At one level, Packer used to be pressured to take a seat in court docket whilst legal professionals mentioned the dimensions of her nipples with the pass judgement on. Intimate images of her have been proven to the jury; proof of her flat abdomen.
“It was quite humiliating,” she says,. “I didn’t want anybody to see those photos, but I knew that it was for my own good.
“We hid what we could, but because my nipples were such a hot topic, we couldn’t blank them out in pictures,” she says. “It’s not nice knowing that people have seen such intimate pictures of you.”
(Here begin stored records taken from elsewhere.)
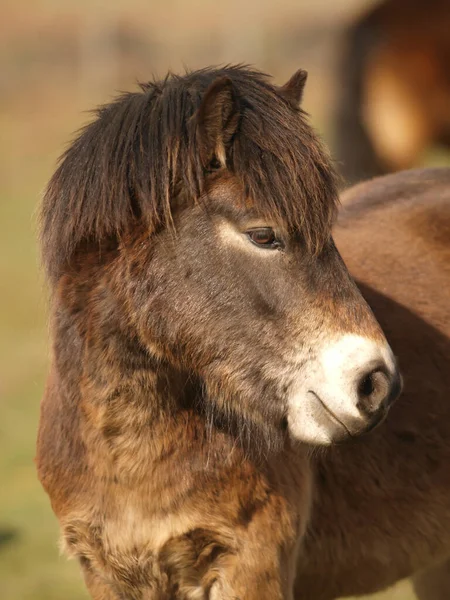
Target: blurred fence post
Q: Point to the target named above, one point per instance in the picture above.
(98, 55)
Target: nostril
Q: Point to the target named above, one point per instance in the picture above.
(366, 386)
(373, 390)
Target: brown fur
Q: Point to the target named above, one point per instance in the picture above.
(382, 504)
(394, 87)
(163, 442)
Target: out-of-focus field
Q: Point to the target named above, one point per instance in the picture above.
(56, 60)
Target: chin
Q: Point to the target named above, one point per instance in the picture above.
(317, 433)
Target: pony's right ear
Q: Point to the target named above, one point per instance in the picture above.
(293, 89)
(217, 122)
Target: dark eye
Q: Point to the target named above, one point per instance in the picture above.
(264, 237)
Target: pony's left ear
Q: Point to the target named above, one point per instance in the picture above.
(293, 89)
(217, 122)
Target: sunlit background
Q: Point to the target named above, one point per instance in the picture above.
(58, 60)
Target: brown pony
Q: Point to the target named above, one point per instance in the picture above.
(381, 510)
(206, 334)
(394, 82)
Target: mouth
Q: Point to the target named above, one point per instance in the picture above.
(330, 413)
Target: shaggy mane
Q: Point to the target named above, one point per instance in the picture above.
(141, 150)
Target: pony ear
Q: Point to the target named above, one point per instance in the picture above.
(293, 89)
(217, 121)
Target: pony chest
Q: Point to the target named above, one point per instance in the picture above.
(125, 545)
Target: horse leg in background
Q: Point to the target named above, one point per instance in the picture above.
(98, 589)
(434, 583)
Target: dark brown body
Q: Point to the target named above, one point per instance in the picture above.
(394, 87)
(382, 503)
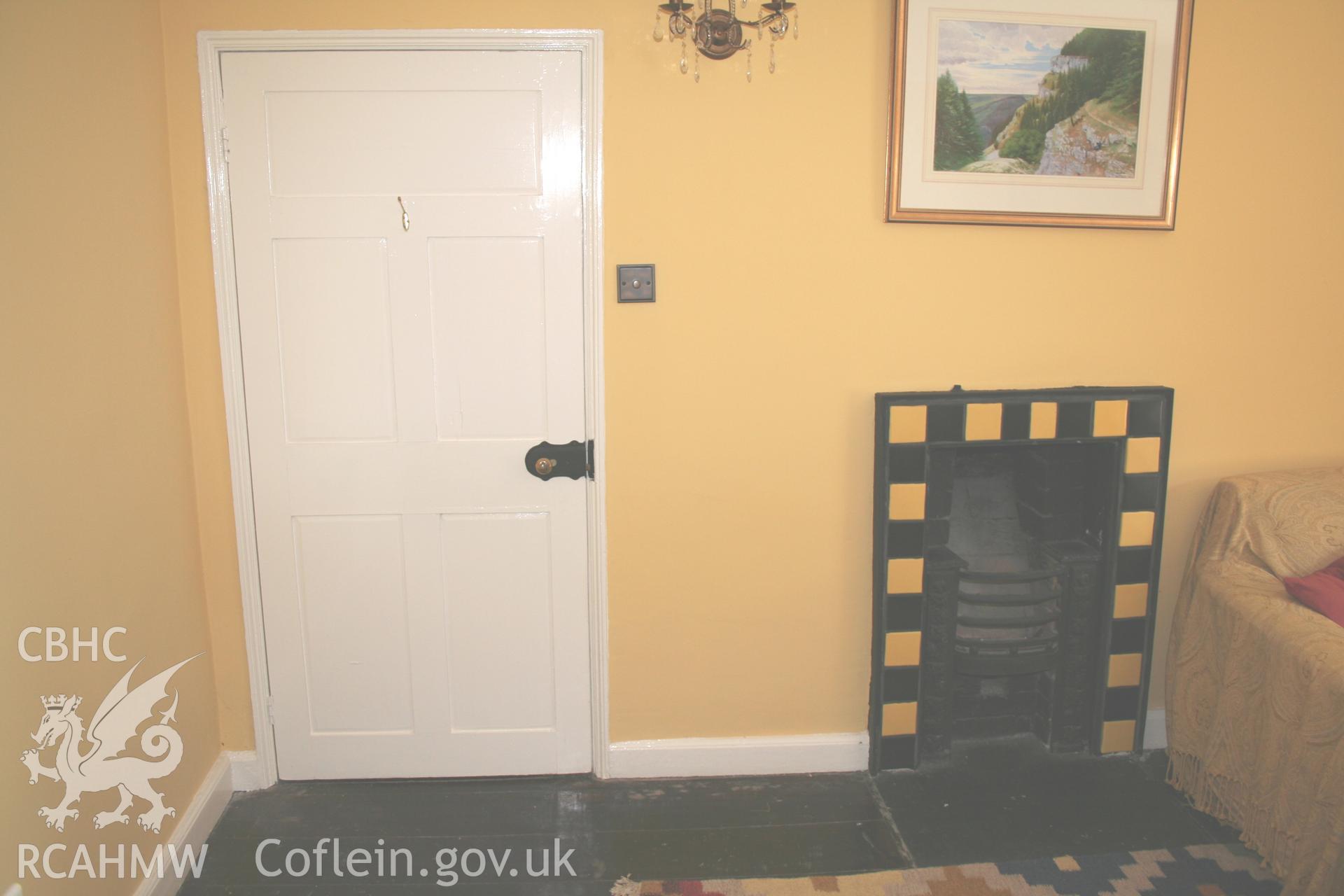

“It was horrendous giving evidence, absolutely awful,” she says. “It was very upsetting, I spent most of the time crying while I was doing it, but I got through it because I knew that I was right.”
And the jury agreed, discovering her no longer to blame after round six hours of deliberations.
“It was just wonderful to get that verdict,” she stated. “I just feel that although the last four and a half years been absolutely horrific, I don’t know if I could say at the moment it was worth it, but to have that validation of being found unanimously not guilty by a jury of my peers, it’s an amazing thing.”
Having cleared her title, Packer is now throwing her weight at the back of the voices calling for a metamorphosis within the legislation that might see abortion decriminalised. A parliamentary vote is predicted at the factor as early as this summer time.
“I do hope that the law does get changed – it should do,” she stated. “Abortion is healthcare. It should not be treated as anything other than that.”
“We recognise the profound strength of feeling these cases evoke, but have a duty to apply laws passed by parliament fairly and impartially,” a CPS spokesperson stated.
“This could happen to anybody, I think that’s what’s really scary about it,” Packer says. “With the law being as it is, a tragic accident and you’re up on trial, and it’s why the law needs to change.”
Packer needs to make historical past because the closing lady in England to be prosecuted for an abortion. She has heard of alternative ladies whose instances are within the prison justice machine, at previous phases – and she or he needs to make use of her voice to make sure they by no means see the interior of a court docket.
“I can’t really say it was worth it,” she says, “but at least it would have meant something.”
Aside from campaigning for legislative trade, how does Packer plan to transport on from this? “That is a very good question,” she says. “I do feel a bit like I need to find myself again.”
While looking forward to trial, she sought convenience in acquainted tune and tv; she listened to the similar albums from her favorite rock artists on repeat, rewatched her favorite collection’ back-to-back. But she discovered she may now not watch Orange Is The New Black.
“I had to turn it off,” she says. “I couldn’t watch it any more because I started to get a really eerie feeling; this is set in a prison, I might go to a prison.”
But, she provides: “I started re-watching it last night.”